Crystal Dixon |
I was disappointed to read that the U.S. Court of Appeals for the Sixth District has upheld the firing of Crystal Dixon from her position as interim vice president for human resources at the University of Toledo. Dixon, as I noted some time ago, was fired for publishing an opinion essay in the Toledo Free Press in which she argued that homosexuality should not be considered a civil rights issue. Although Dixon wrote this as a private citizen and did not claim to represent the views of the university or even identify herself as a university official, the federal appeals court affirmed a lower court’s decision permitting her firing on the grounds that the opinions she expressed “contradicted the very policies she was charged with creating, promoting and enforcing.”

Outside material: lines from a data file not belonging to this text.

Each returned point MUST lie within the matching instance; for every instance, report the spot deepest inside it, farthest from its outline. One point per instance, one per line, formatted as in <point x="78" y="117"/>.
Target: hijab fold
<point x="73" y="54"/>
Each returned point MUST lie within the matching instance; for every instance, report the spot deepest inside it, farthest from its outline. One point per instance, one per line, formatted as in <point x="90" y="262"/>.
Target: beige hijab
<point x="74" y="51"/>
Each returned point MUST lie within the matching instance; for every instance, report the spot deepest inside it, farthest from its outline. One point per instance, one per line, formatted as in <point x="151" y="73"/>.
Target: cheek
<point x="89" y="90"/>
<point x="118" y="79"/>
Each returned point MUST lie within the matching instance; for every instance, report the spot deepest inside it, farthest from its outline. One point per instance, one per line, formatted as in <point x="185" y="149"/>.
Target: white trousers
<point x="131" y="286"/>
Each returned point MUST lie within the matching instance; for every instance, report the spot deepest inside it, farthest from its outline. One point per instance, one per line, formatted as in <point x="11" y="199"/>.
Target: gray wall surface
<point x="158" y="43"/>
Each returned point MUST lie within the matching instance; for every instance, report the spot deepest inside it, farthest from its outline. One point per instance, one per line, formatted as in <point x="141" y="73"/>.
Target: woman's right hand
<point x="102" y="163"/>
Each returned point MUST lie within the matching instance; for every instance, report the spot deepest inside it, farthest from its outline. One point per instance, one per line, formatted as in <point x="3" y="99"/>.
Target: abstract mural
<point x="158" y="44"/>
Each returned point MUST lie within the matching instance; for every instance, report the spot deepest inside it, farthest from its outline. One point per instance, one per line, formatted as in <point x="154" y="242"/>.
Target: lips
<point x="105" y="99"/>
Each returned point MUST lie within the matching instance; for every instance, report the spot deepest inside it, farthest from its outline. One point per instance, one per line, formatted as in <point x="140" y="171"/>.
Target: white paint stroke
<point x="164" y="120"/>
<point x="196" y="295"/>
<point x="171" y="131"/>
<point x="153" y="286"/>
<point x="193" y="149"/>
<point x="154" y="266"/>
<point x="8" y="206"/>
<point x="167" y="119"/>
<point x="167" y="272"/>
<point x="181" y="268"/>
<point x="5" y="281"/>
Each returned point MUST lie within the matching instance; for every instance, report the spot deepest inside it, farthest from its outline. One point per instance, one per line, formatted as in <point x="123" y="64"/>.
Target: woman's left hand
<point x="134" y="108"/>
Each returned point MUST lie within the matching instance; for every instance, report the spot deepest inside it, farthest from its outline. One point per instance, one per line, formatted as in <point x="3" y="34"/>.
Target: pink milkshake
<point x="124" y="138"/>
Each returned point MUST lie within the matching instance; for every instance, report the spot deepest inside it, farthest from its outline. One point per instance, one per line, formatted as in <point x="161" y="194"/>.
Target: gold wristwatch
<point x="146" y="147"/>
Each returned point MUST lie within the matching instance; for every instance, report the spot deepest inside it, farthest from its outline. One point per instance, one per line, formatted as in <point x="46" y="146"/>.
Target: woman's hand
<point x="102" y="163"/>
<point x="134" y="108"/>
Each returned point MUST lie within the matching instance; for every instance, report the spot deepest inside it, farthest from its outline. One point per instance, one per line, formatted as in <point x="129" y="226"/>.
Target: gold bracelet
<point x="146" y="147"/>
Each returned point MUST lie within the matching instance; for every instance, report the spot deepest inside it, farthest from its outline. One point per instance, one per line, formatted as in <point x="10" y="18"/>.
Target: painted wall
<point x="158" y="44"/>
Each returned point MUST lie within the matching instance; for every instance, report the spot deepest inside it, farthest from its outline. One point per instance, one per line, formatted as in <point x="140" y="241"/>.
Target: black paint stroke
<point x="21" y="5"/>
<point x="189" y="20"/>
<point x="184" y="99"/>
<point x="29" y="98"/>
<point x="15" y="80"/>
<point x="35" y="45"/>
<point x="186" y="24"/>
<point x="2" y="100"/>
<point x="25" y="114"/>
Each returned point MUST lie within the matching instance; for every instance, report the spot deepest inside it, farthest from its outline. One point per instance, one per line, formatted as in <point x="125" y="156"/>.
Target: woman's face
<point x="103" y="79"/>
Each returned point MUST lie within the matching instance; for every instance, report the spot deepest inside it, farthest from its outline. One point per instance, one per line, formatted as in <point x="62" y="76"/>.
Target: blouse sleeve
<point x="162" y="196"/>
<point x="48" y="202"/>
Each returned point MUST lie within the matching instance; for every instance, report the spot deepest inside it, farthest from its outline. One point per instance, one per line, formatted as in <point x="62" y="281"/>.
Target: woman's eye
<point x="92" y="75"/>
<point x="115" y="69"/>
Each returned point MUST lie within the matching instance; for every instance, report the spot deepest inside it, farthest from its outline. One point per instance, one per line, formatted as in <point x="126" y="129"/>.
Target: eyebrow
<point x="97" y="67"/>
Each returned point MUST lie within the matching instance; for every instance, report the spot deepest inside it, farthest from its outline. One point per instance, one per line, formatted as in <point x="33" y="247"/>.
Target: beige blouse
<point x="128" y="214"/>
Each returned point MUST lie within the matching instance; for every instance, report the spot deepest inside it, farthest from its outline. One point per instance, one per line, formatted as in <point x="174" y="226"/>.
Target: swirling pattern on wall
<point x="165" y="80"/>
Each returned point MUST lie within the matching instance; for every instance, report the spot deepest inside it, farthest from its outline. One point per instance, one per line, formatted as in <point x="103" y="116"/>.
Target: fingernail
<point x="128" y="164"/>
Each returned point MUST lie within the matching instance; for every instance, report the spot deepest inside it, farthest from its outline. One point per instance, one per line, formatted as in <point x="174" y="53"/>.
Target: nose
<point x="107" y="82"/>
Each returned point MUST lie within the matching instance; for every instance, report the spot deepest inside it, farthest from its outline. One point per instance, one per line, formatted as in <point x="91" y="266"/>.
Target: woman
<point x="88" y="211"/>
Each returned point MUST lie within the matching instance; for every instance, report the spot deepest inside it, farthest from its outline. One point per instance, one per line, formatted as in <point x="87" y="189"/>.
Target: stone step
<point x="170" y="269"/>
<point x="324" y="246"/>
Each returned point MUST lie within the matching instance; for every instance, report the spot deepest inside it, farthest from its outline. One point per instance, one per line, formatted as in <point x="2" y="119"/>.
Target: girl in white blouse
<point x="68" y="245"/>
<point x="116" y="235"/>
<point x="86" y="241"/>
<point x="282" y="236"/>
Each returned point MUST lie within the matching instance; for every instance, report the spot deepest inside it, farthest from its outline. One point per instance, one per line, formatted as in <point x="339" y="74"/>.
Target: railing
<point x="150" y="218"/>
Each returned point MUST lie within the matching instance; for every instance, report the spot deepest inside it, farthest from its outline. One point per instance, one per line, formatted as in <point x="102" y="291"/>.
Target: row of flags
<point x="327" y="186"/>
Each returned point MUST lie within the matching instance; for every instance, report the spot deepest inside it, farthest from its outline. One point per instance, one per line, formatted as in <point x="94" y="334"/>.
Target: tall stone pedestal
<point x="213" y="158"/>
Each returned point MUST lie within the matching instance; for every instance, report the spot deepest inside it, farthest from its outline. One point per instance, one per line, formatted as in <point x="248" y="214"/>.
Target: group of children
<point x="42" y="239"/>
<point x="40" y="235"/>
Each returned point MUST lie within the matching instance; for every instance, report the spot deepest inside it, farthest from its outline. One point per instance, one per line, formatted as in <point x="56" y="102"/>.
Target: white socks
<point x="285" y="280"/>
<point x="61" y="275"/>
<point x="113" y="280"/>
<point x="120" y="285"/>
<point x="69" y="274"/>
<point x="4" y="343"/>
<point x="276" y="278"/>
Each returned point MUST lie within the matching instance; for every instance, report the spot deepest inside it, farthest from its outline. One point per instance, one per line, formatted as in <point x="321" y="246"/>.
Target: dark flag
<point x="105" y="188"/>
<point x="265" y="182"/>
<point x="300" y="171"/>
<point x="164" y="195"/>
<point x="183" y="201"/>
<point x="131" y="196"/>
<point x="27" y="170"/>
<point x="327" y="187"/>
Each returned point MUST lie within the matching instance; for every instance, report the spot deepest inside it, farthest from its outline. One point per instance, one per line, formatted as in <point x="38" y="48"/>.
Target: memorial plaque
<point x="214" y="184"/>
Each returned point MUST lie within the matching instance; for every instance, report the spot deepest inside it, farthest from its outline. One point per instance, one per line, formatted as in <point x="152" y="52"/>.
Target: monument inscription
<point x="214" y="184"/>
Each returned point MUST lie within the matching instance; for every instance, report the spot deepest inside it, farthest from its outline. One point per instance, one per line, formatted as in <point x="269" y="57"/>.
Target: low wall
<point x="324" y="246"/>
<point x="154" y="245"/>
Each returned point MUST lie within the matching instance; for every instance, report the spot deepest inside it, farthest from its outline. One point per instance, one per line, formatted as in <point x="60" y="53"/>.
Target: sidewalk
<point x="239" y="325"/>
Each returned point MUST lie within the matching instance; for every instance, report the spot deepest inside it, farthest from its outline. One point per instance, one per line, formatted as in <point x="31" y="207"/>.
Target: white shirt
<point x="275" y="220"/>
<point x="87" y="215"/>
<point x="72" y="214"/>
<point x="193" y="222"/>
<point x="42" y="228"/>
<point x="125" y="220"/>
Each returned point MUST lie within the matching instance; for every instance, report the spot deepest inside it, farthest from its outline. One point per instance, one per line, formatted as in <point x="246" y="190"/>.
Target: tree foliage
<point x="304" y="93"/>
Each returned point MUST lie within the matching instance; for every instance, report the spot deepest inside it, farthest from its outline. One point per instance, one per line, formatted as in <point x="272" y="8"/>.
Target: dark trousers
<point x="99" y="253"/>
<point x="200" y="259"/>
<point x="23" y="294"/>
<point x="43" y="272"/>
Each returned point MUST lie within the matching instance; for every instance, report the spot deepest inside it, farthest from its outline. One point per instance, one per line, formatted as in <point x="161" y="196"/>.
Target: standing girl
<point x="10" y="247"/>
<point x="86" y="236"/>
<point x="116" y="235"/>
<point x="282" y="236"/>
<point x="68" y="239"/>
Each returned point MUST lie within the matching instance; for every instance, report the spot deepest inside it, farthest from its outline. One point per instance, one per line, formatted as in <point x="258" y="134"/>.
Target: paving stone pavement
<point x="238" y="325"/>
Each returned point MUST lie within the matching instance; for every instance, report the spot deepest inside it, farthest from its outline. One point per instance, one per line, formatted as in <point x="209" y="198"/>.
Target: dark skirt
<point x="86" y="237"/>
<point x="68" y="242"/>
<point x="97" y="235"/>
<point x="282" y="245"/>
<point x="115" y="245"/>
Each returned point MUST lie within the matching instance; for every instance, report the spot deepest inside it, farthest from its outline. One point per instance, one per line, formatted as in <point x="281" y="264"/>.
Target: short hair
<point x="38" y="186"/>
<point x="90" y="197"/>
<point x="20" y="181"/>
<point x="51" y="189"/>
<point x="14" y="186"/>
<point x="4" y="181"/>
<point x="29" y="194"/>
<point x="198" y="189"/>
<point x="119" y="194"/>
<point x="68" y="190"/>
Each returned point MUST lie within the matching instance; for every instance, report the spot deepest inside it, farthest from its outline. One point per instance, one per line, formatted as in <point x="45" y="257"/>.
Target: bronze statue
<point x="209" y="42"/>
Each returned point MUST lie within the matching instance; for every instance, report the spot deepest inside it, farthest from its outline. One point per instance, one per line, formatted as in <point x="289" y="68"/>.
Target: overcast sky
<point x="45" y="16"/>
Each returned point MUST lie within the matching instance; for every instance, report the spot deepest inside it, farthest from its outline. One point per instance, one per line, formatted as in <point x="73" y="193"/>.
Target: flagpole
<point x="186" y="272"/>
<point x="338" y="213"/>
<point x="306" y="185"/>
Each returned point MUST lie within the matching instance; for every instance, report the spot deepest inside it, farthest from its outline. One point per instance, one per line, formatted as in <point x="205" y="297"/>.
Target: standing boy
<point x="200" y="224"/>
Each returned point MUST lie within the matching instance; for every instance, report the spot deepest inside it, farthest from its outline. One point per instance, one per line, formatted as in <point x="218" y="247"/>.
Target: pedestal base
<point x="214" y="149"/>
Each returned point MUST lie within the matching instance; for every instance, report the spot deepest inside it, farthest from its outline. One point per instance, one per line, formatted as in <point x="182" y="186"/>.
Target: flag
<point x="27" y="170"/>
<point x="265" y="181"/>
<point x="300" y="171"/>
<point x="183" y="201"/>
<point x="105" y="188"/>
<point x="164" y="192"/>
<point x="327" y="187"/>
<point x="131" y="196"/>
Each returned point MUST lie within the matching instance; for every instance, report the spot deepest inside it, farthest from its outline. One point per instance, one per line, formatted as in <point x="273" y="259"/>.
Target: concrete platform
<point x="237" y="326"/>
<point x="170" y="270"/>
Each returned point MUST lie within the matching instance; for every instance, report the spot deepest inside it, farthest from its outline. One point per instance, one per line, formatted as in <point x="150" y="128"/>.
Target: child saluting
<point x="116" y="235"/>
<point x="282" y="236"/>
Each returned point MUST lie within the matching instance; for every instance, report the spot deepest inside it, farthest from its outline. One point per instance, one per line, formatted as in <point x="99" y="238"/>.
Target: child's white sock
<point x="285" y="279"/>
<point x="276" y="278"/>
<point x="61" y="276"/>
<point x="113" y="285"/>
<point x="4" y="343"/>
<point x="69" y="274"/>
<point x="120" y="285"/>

I find these very grounds for upholding the decision objectionable. Essentially, the court has not only ruled that a public university may declare some set of political and social opinions official doctrine, but that the university can charge administrators with promoting and enforcing the accepted way of thinking and require that those individuals conform in all public statements to the ideological program. Note that this is entirely different from saying that administrative employees should uphold policies by obeying laws or conducting themselves according to the rules of an institution, regardless of whether they agree with those laws or rules. This is saying that a university can designate someone as an enforcer of institutionally approved ideas and dictate what that person is and is not allowed to think (at least openly).